Peut être s’agit-il plutôt d’un transfert symbolique de compétence au pouvoir réglementaire, compétence revenant en principe aux instances représentatives des avocats si l’on considère le principe de l’indépendance des avocats (10) et celui de l’autonomie de ses instances (11). Mais cela ne peut être possible qu’après consultation et consensus de tous les avocats réunis en une assemblée générale extraordinaire, puisque l’ordre du jour a pour objet une question urgente revêtant un caractère important (12). .
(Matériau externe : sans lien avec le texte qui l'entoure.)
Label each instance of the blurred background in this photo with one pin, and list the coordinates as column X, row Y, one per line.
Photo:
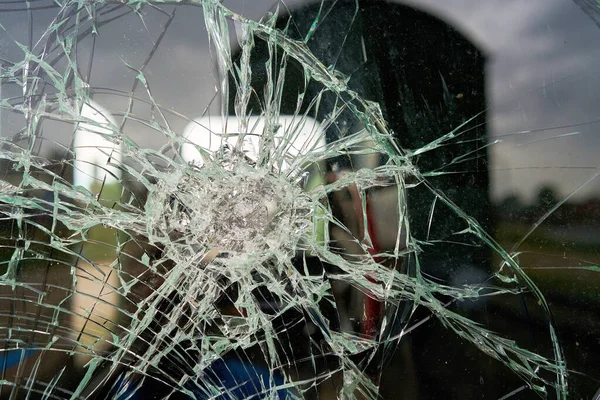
column 516, row 82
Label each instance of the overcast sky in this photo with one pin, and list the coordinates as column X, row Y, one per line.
column 544, row 58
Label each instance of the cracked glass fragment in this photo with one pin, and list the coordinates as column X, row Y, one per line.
column 298, row 200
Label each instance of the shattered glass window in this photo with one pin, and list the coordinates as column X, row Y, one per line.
column 260, row 199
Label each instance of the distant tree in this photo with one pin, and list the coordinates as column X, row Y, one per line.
column 546, row 197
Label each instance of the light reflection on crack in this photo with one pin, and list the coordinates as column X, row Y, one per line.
column 218, row 268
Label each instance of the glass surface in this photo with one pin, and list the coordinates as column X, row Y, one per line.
column 351, row 199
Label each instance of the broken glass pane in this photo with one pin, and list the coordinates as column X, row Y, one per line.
column 301, row 199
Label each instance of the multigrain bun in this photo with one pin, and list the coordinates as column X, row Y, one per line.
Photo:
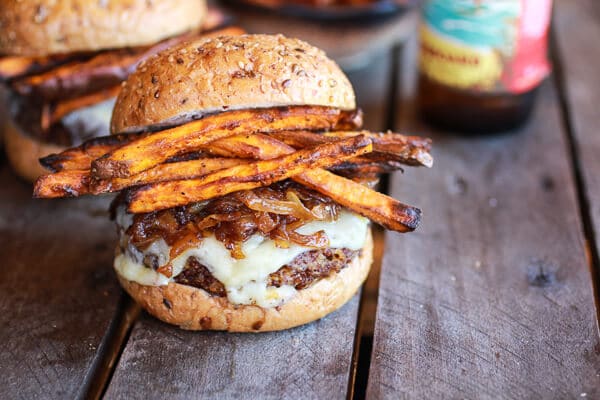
column 194, row 309
column 227, row 73
column 23, row 151
column 43, row 27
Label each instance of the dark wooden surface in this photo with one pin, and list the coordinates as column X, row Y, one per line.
column 311, row 362
column 57, row 292
column 577, row 26
column 492, row 297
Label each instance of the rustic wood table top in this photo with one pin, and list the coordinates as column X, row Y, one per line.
column 495, row 296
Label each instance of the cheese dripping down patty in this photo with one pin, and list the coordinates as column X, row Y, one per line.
column 245, row 280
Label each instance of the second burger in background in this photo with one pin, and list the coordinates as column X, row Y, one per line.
column 245, row 184
column 63, row 62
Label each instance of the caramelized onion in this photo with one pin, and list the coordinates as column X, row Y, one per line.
column 275, row 212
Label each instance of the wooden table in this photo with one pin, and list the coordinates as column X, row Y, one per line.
column 493, row 297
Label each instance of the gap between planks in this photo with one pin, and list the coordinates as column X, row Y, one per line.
column 110, row 349
column 363, row 341
column 583, row 202
column 128, row 311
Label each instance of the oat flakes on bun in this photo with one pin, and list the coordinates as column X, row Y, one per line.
column 245, row 184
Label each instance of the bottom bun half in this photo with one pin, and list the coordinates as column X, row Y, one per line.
column 194, row 309
column 23, row 151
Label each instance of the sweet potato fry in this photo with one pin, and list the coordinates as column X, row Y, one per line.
column 152, row 150
column 409, row 150
column 376, row 206
column 384, row 210
column 62, row 184
column 244, row 177
column 81, row 157
column 166, row 172
column 12, row 67
column 108, row 68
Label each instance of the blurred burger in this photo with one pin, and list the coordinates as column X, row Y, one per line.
column 245, row 202
column 62, row 62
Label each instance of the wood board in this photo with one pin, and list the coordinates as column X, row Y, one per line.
column 492, row 296
column 58, row 293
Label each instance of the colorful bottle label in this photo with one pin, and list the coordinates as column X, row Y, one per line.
column 486, row 45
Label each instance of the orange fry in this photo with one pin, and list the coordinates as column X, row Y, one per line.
column 81, row 157
column 410, row 150
column 109, row 67
column 244, row 177
column 62, row 184
column 382, row 209
column 166, row 172
column 152, row 150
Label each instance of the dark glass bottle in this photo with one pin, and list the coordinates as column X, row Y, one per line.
column 481, row 63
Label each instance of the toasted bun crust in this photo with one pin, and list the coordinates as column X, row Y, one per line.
column 226, row 73
column 39, row 28
column 194, row 309
column 23, row 151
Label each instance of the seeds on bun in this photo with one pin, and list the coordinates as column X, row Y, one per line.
column 245, row 184
column 45, row 27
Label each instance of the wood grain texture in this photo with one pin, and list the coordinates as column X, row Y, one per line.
column 491, row 298
column 577, row 29
column 310, row 362
column 58, row 291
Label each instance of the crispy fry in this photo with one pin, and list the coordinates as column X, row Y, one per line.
column 81, row 157
column 409, row 150
column 244, row 177
column 376, row 206
column 62, row 184
column 108, row 68
column 166, row 172
column 150, row 151
column 384, row 210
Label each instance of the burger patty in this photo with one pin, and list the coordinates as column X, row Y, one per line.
column 301, row 272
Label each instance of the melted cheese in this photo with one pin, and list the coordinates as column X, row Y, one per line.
column 245, row 280
column 90, row 121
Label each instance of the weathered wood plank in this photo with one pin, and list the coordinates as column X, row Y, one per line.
column 577, row 29
column 58, row 293
column 491, row 297
column 310, row 362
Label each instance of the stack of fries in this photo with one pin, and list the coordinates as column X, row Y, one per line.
column 318, row 147
column 70, row 82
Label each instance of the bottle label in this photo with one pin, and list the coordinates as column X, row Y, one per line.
column 486, row 45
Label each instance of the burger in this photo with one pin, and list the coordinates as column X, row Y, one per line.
column 62, row 63
column 245, row 184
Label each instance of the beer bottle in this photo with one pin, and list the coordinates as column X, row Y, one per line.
column 481, row 62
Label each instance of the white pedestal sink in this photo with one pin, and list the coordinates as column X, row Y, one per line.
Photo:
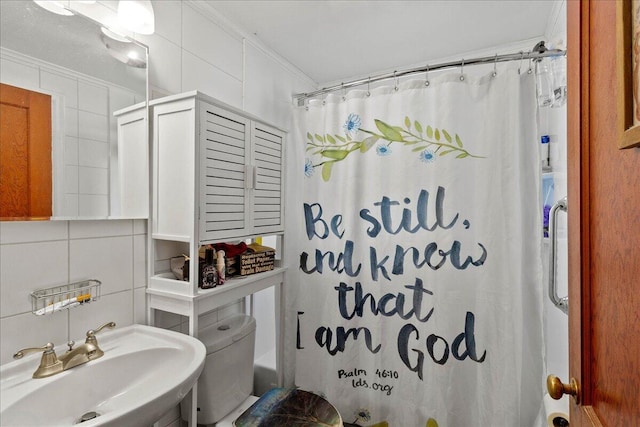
column 144, row 372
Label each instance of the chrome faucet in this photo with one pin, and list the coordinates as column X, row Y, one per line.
column 50, row 364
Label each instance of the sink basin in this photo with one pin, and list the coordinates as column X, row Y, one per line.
column 144, row 372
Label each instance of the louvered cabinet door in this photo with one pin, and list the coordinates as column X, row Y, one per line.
column 268, row 186
column 224, row 190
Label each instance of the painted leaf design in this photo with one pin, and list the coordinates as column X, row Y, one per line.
column 367, row 143
column 326, row 171
column 447, row 136
column 432, row 423
column 388, row 132
column 335, row 154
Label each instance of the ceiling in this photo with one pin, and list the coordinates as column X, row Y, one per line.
column 333, row 41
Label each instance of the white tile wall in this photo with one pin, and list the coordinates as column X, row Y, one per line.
column 36, row 255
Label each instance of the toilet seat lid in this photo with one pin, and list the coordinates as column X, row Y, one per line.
column 279, row 406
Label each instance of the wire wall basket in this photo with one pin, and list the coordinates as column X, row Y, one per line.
column 64, row 297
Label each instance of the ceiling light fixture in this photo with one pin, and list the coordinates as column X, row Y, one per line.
column 115, row 35
column 56, row 7
column 136, row 16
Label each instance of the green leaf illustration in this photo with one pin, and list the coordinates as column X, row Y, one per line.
column 368, row 143
column 388, row 132
column 458, row 141
column 333, row 148
column 326, row 171
column 432, row 423
column 447, row 136
column 335, row 154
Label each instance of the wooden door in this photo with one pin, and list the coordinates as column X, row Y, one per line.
column 25, row 154
column 604, row 226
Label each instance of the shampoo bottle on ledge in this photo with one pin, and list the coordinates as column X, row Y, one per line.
column 209, row 273
column 221, row 268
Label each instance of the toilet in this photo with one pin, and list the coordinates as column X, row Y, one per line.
column 226, row 382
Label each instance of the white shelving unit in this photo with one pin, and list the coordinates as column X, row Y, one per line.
column 217, row 176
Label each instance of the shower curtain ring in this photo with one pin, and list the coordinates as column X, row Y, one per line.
column 495, row 63
column 520, row 65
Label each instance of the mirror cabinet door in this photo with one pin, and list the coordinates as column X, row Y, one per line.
column 95, row 162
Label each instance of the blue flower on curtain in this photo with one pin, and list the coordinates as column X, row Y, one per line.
column 308, row 167
column 427, row 156
column 352, row 125
column 429, row 141
column 383, row 150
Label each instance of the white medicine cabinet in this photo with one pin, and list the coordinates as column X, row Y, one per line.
column 217, row 176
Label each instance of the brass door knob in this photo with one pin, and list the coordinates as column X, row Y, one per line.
column 557, row 389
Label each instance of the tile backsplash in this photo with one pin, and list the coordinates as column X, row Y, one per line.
column 36, row 255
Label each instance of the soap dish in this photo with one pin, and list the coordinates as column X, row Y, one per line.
column 63, row 297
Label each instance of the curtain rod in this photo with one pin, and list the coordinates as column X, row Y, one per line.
column 537, row 54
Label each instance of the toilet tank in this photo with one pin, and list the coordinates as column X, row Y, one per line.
column 227, row 378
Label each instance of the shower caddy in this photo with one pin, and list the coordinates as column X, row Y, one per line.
column 217, row 176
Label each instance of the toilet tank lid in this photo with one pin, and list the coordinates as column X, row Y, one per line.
column 224, row 333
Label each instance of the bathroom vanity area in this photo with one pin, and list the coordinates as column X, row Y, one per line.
column 217, row 176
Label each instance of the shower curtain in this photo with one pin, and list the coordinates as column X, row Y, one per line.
column 419, row 284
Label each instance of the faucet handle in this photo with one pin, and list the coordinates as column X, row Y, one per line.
column 91, row 334
column 46, row 349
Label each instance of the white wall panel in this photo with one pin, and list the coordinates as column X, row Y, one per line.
column 202, row 38
column 200, row 75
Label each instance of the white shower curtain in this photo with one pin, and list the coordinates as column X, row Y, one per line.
column 419, row 288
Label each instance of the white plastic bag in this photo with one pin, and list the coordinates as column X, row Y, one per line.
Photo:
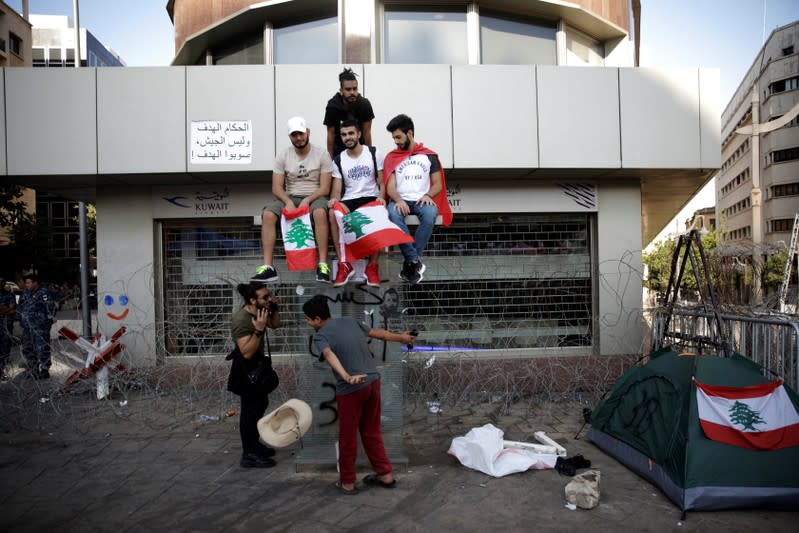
column 482, row 449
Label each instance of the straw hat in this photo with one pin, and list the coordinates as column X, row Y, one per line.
column 286, row 424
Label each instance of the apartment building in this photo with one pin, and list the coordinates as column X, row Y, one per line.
column 757, row 187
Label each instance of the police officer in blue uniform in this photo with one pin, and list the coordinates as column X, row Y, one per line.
column 8, row 305
column 36, row 313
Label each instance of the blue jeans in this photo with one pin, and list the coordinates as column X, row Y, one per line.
column 426, row 214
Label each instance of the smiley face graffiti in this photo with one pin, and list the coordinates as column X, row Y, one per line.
column 121, row 303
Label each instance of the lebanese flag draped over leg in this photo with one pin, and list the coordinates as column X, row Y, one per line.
column 298, row 238
column 759, row 417
column 366, row 230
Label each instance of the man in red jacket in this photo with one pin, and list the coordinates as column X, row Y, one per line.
column 415, row 186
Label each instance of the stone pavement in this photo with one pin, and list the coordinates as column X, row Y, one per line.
column 145, row 462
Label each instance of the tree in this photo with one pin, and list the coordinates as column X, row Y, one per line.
column 31, row 249
column 12, row 207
Légiférer les règles de déontologie porte atteinte à l’indépendance de la profession. Le pouvoir réglementaire empiéterait sur la compétence de l’instance représentative des avocats.

En France le conseil d’état a décidé que le conseil national des barreaux dispose d’un pouvoir réglementaire, ce pouvoir s’exerce en vue d’unifier les règles et usages des barreaux dans le cadre des lois et règlements qui régissent la profession. Toutefois il trouve sa limite dans les droits et libertés qui appartiennent aux avocats et dans les règles essentielles de l’exercice de la profession….(13).

Mais de quelles normes s’agit-il ?

 

 B) Hiérarchie des normes et règles de déontologie

 On ne peut nier l’existence de plusieurs règles de déontologie dans la loi organique,ce qui ne porte pas atteinte à l’autonomie des instances représentatives des avocats. Aucune menace à l’autorégulation conférée aux avocats n’est à soulever . Les instances représentatives auront à légiférer les normes d’application au sein des règlements intérieurs ou des chartes.

Ce qui revient à dire que la loi pose les principes, les instances représentatives fixent les modalités d’application et codifient les usages et normes précises.

Par conséquent les normes et décisions seront subordonnées à la loi, elles sont complémentaires à celle-ci (14).

N’auront-elles qu’une portée limitée ?

Les règles de déontologie exprimées par les instances représentatives des avocats auront la portée que la loi a toujours délimitée, celle de règles internes qui ne sont opposables qu’aux membres du même corps.

Elles auront a définir les droits et devoirs des avocats dans leurs relations avec leurs confrères, leurs clercs, les magistrats, les auxiliaires de justices, leurs clients pour que règne la cohésion, l’unité, l’entraide et l’intégrité dans le cadre de la discipline. Car sans discipline il y’a mépris, mépris de soi.

Et peu importe que ces règles ne soient pas opposables aux tiers, d’ailleurs elles ne peuvent l’être puisqu’elles ne concernent que les parties à la charte de déontologie.

Mais cela ne peut être possible qu’après passage au vote. Les avocats, tous les avocats (supposition utopique !) devront s’y faire s’ils veulent être entendu(15). D’ailleurs ils (le quart des avocats) ont le droit s’ils sont en exercice (hormis les stagiaires), de demander par écrit la tenue d’une A.G.E lorsqu’il s’agit d’une question qualifiée par le législateur d’urgente et (condition additionnelle) ayant une importance sur le plan régional ou national.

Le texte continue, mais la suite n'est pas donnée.